El mismo año que Koshland despotricaba contra los aficionados de la ciencia llegó a cartelera El aceite de Lorenzo. Dirigida por el ecuánime Geroge Miller, el mismo de Mad Max y Babe el puerquito valiente. Actuada por Susan Sarandón y un sobrio (en todos los sentidos) Nick Nolte, la película narra la manera en que un matrimonio sin formación científica alguna busca una posible cura para una enfermedad metabólica de su hijo. El hijo y la cura están en el título. La enfermedad hace que las neuronas y nervios pierdan la capa grasa que las cubre y con ellas la trasmisión nerviosa. El control muscular se pierde poco a poco hasta la muerte. El caso fue real y la pareja eran Augusto y Michaela Odone El aceite de Lorenzo también es real. Hugo W. Moser y un amplio equipo publicaron en 2005 en la revista Archives of Neurolgy el seguimiento de niños portadores de la enfermedad y consumidores del aceite. Solo el 24 % desarrollaron síntomas.
Tal vez la ciencia individual y amateur nunca se fue. Pero sin duda, está de regreso. Hace unas semanas un joven canadiense se hizo famoso por “descubrir” una pirámide maya desde su escritorio correlacionándola con la posición de las estrellas. Los medios lo ensalzaron, los antropólogos y arqueo astrónomos le gruñeron y todos lo bulearon. Pero el chamaco, llamado William Gadoury en realidad participaba de una feria de ciencias con su proyecto. Le faltaban antecedentes y tenía fallos metodológicos (muchos profesionales de la ciencia también los tienen), y en realidad todo indica que su hipótesis es incorrecta. Pero el caso permite ver que la ciencia amateur está de vuelta. Al menos en algunos campos. Y los aficionados más jóvenes lo saben. Internet permite el acceso a fuentes de información que antes requerían el concurso de cientos de herramientas y profesionales.

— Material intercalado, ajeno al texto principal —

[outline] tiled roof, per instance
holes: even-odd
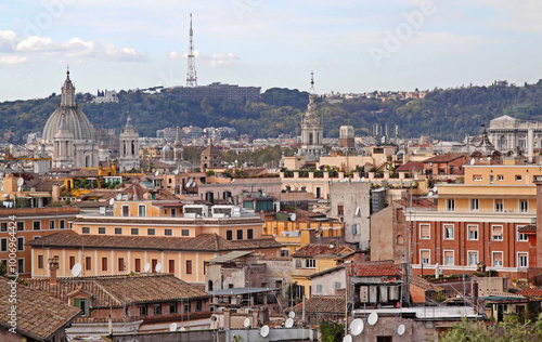
[[[42,290],[63,302],[68,294],[81,290],[92,293],[92,307],[115,307],[133,303],[167,302],[209,295],[172,274],[144,274],[136,276],[103,276],[57,278],[51,286],[47,279],[29,279],[28,287]]]
[[[13,305],[9,302],[10,291],[9,280],[0,277],[0,293],[2,293],[0,295],[0,326],[5,328],[11,328],[8,325],[11,317],[8,314]],[[17,285],[16,299],[17,332],[38,341],[48,341],[81,314],[79,308],[21,284]]]
[[[401,276],[401,266],[392,264],[371,265],[351,264],[350,276],[352,277],[392,277]]]
[[[525,289],[522,291],[519,291],[519,295],[522,297],[535,297],[535,298],[542,298],[542,289]]]
[[[421,171],[424,168],[424,163],[422,161],[409,161],[403,163],[399,168],[396,169],[397,172],[411,172],[411,171]]]
[[[459,158],[465,157],[465,154],[446,154],[438,155],[429,159],[425,159],[424,162],[450,162]]]
[[[197,237],[79,235],[74,232],[59,232],[28,241],[36,247],[99,248],[99,249],[146,249],[175,251],[230,251],[238,249],[274,248],[281,245],[274,239],[228,241],[216,234],[201,234]]]
[[[330,245],[305,245],[300,249],[298,249],[292,256],[294,258],[310,258],[317,255],[336,255],[343,253],[343,251],[347,250],[348,252],[351,249],[348,246],[334,246]]]
[[[294,306],[296,314],[301,314],[304,304],[299,303]],[[305,312],[308,314],[345,314],[345,297],[344,295],[312,295],[305,301]]]

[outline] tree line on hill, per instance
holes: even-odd
[[[300,134],[300,121],[308,93],[272,88],[258,102],[231,102],[220,98],[179,100],[175,89],[159,92],[120,91],[118,103],[89,103],[89,93],[77,95],[79,108],[98,128],[115,129],[128,115],[141,136],[156,136],[166,127],[233,127],[253,139]],[[517,87],[495,82],[489,87],[436,89],[425,98],[409,101],[352,98],[328,104],[318,100],[324,119],[324,136],[338,137],[339,127],[350,124],[357,136],[370,135],[375,123],[399,126],[400,137],[430,135],[461,141],[465,134],[480,134],[480,124],[509,115],[518,119],[542,119],[542,80]],[[41,131],[59,107],[60,95],[47,98],[0,103],[0,136],[13,132],[12,142],[23,143],[25,134]]]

Por ejemplo en la Feria Internacional de Ciencia e Ingeniería miles de estudiantes de todo el mundo sorprenden con sus trabajos y muchos están más allá del sistema solar hecho de piezas de plastilina (recicladas de la maqueta de la célula). Las ferias de robótica y programación dan cuenta del entusiasmo por muchos campos. En México carecemos de estas ferias; nos centramos en las olimpiadas del conocimiento que son competencias de memoria más cercanas a los concursos televisivos que a la generación de conocimientos. Y sin duda lejos del amor amateur.

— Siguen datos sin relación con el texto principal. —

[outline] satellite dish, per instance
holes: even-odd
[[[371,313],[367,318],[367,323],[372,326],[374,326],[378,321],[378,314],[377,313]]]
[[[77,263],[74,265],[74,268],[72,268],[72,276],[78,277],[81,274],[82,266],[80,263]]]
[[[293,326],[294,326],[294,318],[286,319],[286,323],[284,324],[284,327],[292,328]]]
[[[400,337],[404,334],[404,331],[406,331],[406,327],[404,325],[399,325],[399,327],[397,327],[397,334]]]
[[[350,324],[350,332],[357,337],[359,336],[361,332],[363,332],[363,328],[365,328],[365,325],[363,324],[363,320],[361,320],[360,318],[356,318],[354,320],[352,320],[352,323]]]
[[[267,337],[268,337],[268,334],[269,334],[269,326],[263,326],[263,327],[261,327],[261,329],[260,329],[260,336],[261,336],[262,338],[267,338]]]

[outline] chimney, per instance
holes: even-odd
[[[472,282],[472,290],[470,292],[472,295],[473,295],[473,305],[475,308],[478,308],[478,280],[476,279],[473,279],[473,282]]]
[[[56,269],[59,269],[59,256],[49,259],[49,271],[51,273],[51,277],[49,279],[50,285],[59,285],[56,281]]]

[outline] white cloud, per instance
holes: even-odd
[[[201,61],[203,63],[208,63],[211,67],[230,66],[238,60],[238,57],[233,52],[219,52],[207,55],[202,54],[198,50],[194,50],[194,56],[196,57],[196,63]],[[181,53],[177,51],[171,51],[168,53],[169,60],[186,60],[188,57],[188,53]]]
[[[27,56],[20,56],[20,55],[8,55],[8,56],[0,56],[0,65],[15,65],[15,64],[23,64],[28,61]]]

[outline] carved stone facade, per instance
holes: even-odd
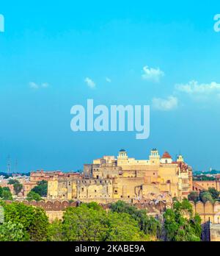
[[[119,199],[132,202],[150,193],[187,197],[192,190],[191,168],[182,156],[173,161],[153,149],[149,160],[128,157],[122,149],[117,158],[104,156],[84,166],[82,177],[54,176],[48,180],[48,199],[78,199],[108,203]]]

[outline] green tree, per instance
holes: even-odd
[[[3,188],[1,193],[3,200],[12,200],[12,194],[9,188]]]
[[[48,227],[48,241],[62,242],[65,241],[62,223],[60,220],[55,220]]]
[[[23,188],[23,185],[19,182],[18,179],[10,179],[8,184],[12,184],[15,195],[18,195],[18,193],[21,191]]]
[[[149,217],[145,210],[139,210],[133,205],[131,205],[123,201],[118,201],[111,205],[111,210],[113,212],[125,213],[131,215],[138,221],[139,228],[144,234],[156,236],[161,235],[161,224],[153,217]]]
[[[44,241],[48,240],[48,218],[44,210],[12,202],[1,204],[4,209],[4,221],[13,224],[21,224],[28,235],[26,240]]]
[[[27,194],[26,199],[27,199],[28,201],[33,201],[33,200],[35,200],[35,201],[40,201],[42,199],[41,199],[40,196],[39,195],[39,193],[35,193],[35,192],[31,191]]]
[[[218,199],[219,198],[220,192],[219,192],[216,188],[209,188],[208,191],[211,194],[213,199]]]
[[[187,199],[175,202],[173,209],[164,214],[166,240],[171,241],[199,241],[201,218],[194,216],[192,206]]]
[[[12,223],[11,221],[0,225],[0,241],[25,241],[27,234],[21,224]]]
[[[110,212],[108,214],[106,241],[149,241],[150,237],[140,230],[139,223],[128,213]]]
[[[188,195],[188,200],[197,202],[199,200],[199,193],[197,191],[191,191]]]
[[[3,188],[0,186],[0,198],[2,197]]]
[[[64,239],[67,241],[105,241],[108,226],[106,213],[82,204],[68,207],[64,214]]]
[[[45,197],[48,195],[48,182],[42,180],[37,185],[32,189],[32,191],[38,193],[40,196]]]

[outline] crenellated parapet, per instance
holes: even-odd
[[[210,221],[213,224],[220,224],[220,202],[215,202],[213,204],[208,201],[190,202],[193,207],[193,211],[198,213],[202,218],[202,222]]]

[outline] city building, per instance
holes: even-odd
[[[148,159],[136,160],[122,149],[117,157],[104,156],[85,164],[81,176],[54,176],[48,180],[48,198],[106,203],[162,194],[181,199],[191,190],[192,169],[183,156],[174,161],[168,152],[161,157],[153,149]]]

El antropólogo chileno Claudio Lomnitz publicó hace unas semanas en La Jornada una compleja, quejosa e inescrutable columna de opinión sobre la actividad académica, en la que decía que muchos científicos buscan engordar el currículo a como dé lugar en vez de que sea consecuencia del trabajo. Tal vez es tiempo de regresar a lo básico. A sorprender niños, a fomentar pasiones. A mirar con nuestros hijos un hilo de hormigas y una supernova desde el atrio de una iglesia.